Tuesday, May 17, 2011
Werner Herzog reads "Curious George" and I wonder about stuff, too
At Twisted Knickers, Susan T. Landry's statement of purpose, I would call it, is, "trying to get things straight." At what point do we acknowledge this has become our life's work?
Keeping sight of the bigger picture is my great wish, my primary intention. If only there existed a monitor to alert the staff when I fell below a certain level in that aim. As it is, I have my own warning system that only kicks in once I've slipped all the way off the wagon. It, life, feels like trying to recreate the cute basket of kittens shown on the puzzle box when some of the pieces are missing. The next step is finding a way to be happy with the gaps and vacancies while not seeing yourself as a chump.
This could be easier if, say, one was a horse with the option of blinders or blinkers or winkers, take your pick, which restrict vision to the rear (don't look back) or the side (deadly comparisons) and, "...keep them from being distracted or spooked." But blinkered or winkered mean not engaged, not part of the flow, uninvolved in the exchanges that layer and texture and embellish our days. Or that mystify us and, with a rough hand, shove us forward, trying to get things straight.
Since my primary source of confusion is my relationship with self, reweaving that tattered fabric, the blinders would serve no real purpose. Somewhere along the journey, what may once have been whole became fragments. While able in brief sprints to create an illusion of completeness - or maybe the truth always leaked through - such artifice was not sustainable. Reclaiming and restoring the scattered parts became a true do-it-yourself odyssey. Nancy Drew and the Stormy Search for the Self. The job demanded new skills: scraping, resilvering, soldering, stripping away...any task that might be mentioned on This Old House or Antiques Roadshow.

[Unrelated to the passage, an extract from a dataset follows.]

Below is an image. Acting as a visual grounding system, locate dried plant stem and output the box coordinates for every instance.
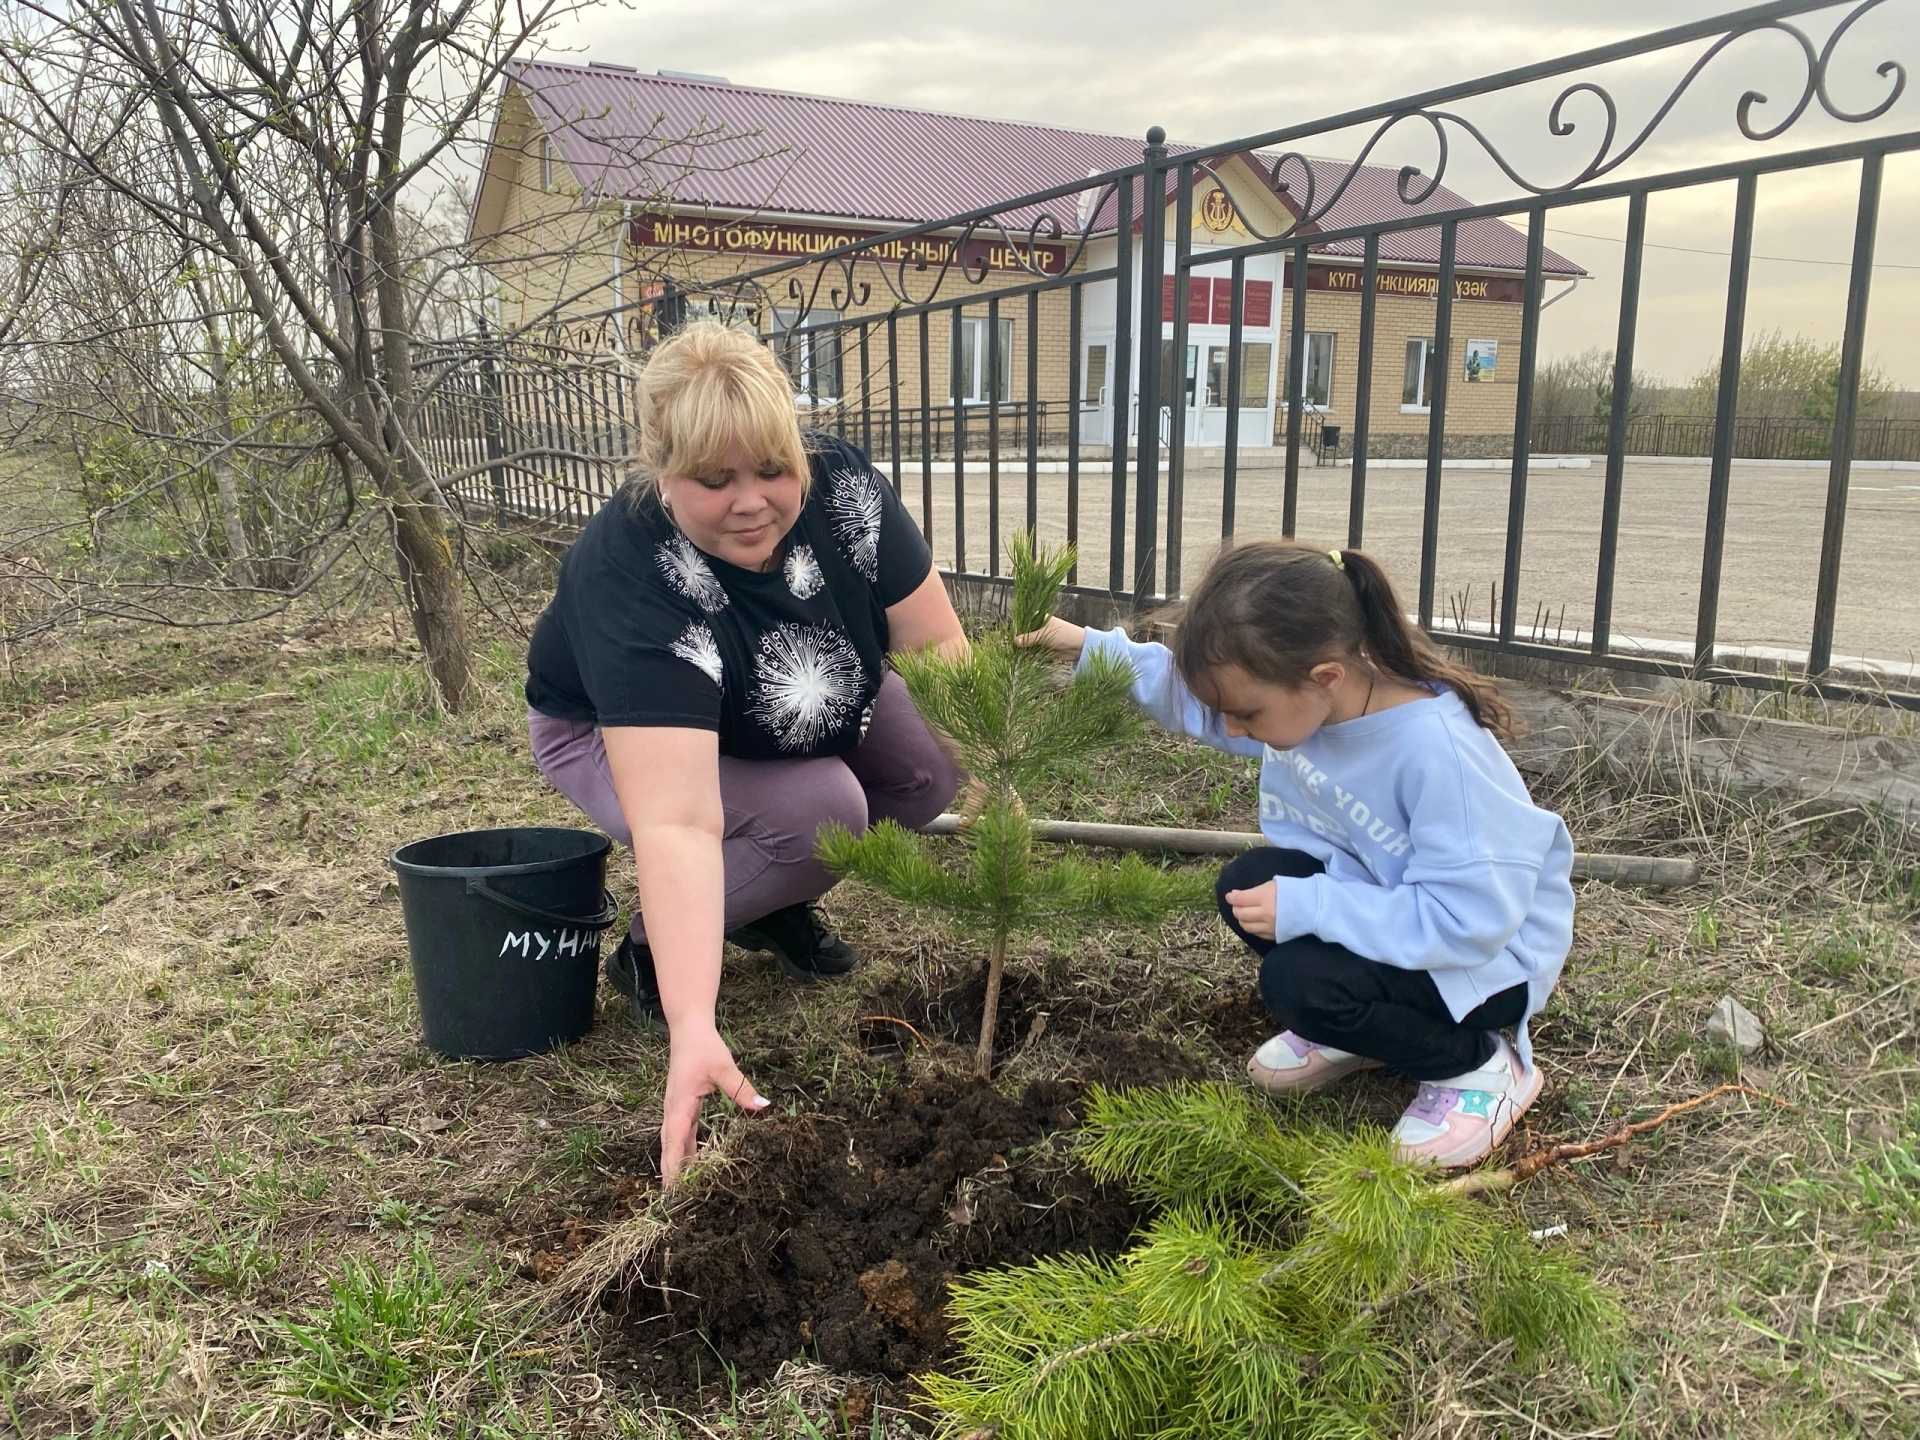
[1442,1083,1788,1197]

If all of the above does not match your experience, I can tell you that I spend my days in activities that are not all weeping and wondering. Well, yes, there is a lot of wondering but much of it in the abstract for there are no answers, or none that can be accessed, and that leaves the hands and part of the mind free for light-hearted pursuits.

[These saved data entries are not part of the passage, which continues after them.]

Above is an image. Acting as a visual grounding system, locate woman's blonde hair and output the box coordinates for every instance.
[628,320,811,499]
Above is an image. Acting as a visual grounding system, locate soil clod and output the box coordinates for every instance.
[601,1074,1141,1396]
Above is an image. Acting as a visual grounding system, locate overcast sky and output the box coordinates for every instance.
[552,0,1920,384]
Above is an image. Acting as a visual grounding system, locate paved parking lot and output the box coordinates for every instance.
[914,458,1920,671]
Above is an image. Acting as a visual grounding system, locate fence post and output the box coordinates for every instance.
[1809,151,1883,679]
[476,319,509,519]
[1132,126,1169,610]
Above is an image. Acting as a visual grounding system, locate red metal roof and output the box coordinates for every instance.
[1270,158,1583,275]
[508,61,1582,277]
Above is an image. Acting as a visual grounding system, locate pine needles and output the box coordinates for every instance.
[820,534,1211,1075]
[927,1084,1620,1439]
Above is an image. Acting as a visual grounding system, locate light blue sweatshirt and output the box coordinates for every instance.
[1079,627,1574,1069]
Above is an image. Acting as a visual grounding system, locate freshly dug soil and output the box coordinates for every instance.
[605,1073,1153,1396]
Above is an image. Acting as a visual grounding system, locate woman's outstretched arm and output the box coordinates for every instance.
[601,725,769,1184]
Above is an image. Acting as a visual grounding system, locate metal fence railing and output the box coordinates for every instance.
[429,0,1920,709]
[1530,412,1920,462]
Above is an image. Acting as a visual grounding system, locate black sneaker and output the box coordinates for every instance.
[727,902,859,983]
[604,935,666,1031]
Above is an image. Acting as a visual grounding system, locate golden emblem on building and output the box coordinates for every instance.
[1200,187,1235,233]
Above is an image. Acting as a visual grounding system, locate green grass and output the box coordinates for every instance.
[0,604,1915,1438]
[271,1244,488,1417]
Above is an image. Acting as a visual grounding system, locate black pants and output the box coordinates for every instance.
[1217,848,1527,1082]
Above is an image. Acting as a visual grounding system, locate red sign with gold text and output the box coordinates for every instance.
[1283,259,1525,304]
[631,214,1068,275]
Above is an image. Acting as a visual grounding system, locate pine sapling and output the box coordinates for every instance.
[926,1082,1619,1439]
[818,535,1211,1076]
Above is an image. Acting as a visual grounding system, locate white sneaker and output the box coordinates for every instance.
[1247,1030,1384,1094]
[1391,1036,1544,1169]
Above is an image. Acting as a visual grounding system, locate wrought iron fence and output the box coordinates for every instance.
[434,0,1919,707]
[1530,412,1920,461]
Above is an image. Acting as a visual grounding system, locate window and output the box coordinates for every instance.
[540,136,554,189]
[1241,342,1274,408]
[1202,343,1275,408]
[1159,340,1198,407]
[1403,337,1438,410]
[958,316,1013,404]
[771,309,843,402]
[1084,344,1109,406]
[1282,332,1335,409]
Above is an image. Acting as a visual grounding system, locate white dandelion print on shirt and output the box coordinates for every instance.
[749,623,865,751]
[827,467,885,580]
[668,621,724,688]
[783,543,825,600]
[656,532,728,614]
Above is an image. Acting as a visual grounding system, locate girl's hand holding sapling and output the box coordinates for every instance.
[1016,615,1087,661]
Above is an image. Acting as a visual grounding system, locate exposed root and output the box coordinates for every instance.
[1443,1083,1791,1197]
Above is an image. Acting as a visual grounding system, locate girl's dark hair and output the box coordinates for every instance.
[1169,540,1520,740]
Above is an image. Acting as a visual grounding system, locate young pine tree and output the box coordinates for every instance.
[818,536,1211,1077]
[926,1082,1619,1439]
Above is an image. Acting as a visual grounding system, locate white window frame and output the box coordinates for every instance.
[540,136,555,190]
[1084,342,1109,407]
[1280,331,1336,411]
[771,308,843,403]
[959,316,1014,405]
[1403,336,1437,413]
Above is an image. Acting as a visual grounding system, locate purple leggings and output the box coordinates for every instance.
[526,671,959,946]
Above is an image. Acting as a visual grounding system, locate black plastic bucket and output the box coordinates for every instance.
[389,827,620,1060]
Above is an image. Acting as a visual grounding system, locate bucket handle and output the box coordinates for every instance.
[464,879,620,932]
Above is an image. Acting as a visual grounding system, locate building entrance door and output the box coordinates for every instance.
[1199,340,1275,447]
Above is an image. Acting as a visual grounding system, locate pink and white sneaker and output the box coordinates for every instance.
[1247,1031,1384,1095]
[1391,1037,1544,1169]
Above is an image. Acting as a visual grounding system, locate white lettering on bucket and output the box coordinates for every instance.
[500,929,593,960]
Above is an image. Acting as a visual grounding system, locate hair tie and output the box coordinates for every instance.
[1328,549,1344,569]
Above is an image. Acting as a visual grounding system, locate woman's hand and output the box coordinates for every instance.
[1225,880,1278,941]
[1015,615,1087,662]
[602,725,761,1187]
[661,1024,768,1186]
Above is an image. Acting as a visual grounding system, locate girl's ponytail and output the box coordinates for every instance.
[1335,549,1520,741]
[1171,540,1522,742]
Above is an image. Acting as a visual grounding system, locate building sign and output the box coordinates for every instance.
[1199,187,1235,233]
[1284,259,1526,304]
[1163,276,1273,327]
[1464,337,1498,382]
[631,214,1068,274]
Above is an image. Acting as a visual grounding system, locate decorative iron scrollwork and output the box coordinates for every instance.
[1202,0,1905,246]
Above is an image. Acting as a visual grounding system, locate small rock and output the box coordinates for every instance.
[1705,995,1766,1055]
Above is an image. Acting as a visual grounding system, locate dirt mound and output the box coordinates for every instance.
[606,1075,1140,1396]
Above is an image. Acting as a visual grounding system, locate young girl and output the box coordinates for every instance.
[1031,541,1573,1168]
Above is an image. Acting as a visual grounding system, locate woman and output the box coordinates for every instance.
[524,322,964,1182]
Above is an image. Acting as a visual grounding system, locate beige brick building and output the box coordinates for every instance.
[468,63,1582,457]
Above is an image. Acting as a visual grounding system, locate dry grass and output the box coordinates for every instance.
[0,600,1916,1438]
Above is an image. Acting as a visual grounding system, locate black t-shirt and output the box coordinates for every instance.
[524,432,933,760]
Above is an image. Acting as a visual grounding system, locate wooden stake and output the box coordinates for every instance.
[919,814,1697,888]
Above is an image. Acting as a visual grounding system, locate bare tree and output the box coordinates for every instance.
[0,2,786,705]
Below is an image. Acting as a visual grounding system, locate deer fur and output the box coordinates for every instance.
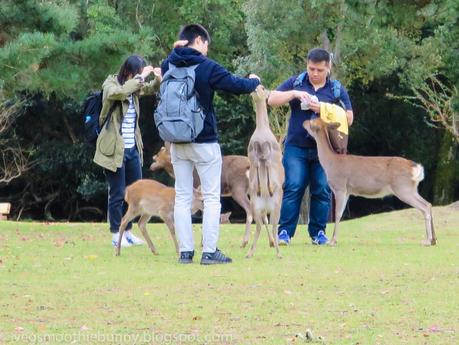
[303,118,437,246]
[245,85,284,258]
[219,211,232,224]
[150,145,253,239]
[115,179,203,256]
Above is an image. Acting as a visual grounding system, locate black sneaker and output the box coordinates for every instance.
[178,251,194,264]
[200,248,232,265]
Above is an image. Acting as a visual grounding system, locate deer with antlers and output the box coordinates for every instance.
[303,117,437,246]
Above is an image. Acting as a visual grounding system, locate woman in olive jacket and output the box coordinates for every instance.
[94,55,161,247]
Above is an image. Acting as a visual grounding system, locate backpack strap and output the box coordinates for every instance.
[332,79,341,99]
[331,79,346,109]
[101,100,121,131]
[168,63,199,72]
[293,71,307,88]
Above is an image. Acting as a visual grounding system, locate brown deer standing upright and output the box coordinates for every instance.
[115,179,203,256]
[303,118,437,246]
[150,145,253,241]
[245,85,284,258]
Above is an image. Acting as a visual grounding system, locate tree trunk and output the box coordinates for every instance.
[433,131,459,205]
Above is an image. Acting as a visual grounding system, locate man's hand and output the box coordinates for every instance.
[307,99,321,113]
[249,73,261,81]
[294,90,312,101]
[153,67,162,82]
[173,40,189,48]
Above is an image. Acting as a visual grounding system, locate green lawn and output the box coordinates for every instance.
[0,205,458,344]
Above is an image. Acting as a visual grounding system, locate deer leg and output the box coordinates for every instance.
[138,214,158,255]
[263,215,275,247]
[395,190,435,246]
[241,223,251,248]
[246,216,262,258]
[163,216,179,255]
[116,207,136,256]
[270,204,282,259]
[414,193,437,245]
[267,168,273,197]
[329,191,348,246]
[232,191,253,248]
[256,167,261,197]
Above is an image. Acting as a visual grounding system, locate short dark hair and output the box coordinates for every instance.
[179,24,211,45]
[307,48,331,64]
[117,55,147,85]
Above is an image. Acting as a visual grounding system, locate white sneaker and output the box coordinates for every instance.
[124,231,144,245]
[112,232,132,247]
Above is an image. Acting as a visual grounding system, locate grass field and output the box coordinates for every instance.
[0,205,458,344]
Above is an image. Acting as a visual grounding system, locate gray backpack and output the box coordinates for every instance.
[154,63,205,143]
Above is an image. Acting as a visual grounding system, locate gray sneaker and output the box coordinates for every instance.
[200,249,232,265]
[178,251,194,264]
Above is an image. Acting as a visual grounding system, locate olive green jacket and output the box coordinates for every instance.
[93,74,160,172]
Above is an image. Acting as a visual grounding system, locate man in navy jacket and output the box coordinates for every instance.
[161,24,260,265]
[268,48,353,246]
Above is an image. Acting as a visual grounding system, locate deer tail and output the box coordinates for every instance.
[411,163,424,183]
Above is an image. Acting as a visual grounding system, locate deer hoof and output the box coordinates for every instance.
[421,239,432,247]
[276,253,283,259]
[269,241,275,248]
[246,253,253,259]
[328,240,337,247]
[240,241,248,248]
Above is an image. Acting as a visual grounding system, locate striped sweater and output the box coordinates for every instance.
[121,95,137,148]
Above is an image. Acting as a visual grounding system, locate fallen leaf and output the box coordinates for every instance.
[429,325,441,333]
[84,255,98,260]
[192,316,202,321]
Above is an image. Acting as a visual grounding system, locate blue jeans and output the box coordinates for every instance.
[105,147,142,233]
[278,145,331,238]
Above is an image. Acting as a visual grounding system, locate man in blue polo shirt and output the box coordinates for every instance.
[268,48,353,245]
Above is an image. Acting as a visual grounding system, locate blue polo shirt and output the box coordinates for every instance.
[277,73,352,148]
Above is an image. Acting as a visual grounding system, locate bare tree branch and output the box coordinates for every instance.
[0,98,32,184]
[388,75,459,142]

Nearly 45 years ago I had a friend who saved my life. She referred to human existence as, "this vale of tears." When she first said it, I thought veil, as in something worn for the purpose of hiding. It made sense. By either spelling or definition, it was a sentiment I shared. Perhaps I did have some of those winkers once upon a time and when I wore them, all I saw were the dents and the damage. They were all I felt.
Light, however, as wave, particle, or a measure of weight and speed, finds its way through that which seems impossibly dense. In her post of May 15, Beth Coyote, under "Squirrel Adventures," tells of such persistence. And so, despite hammered barriers and exhausting vigilance, our true natures find us. It was after I began designing rubber stamps, images referred to as whimsical, that I realized cunning optimism had built a nest in my attic.
Life, as it appears to wish to be lived through me, is a relentless stalker. It pries me out of hollows on the undersides of beach rocks. It pulls the closet light cord to reveal me crouched behind outdated computers. It wants me to play and cannot BE discouraged. How am I to make sense of that? So many years, more than half believing simply being here was a mistake, replaced by occasions of untainted happiness.
Since the third grade, my favorite reading has been mysteries. In fiction, unlike what we think of as reality, there were solutions. Seventeen years ago, one of my early stamps said, "It's all a mystery." This is one of the days when I see that as the best possible answer.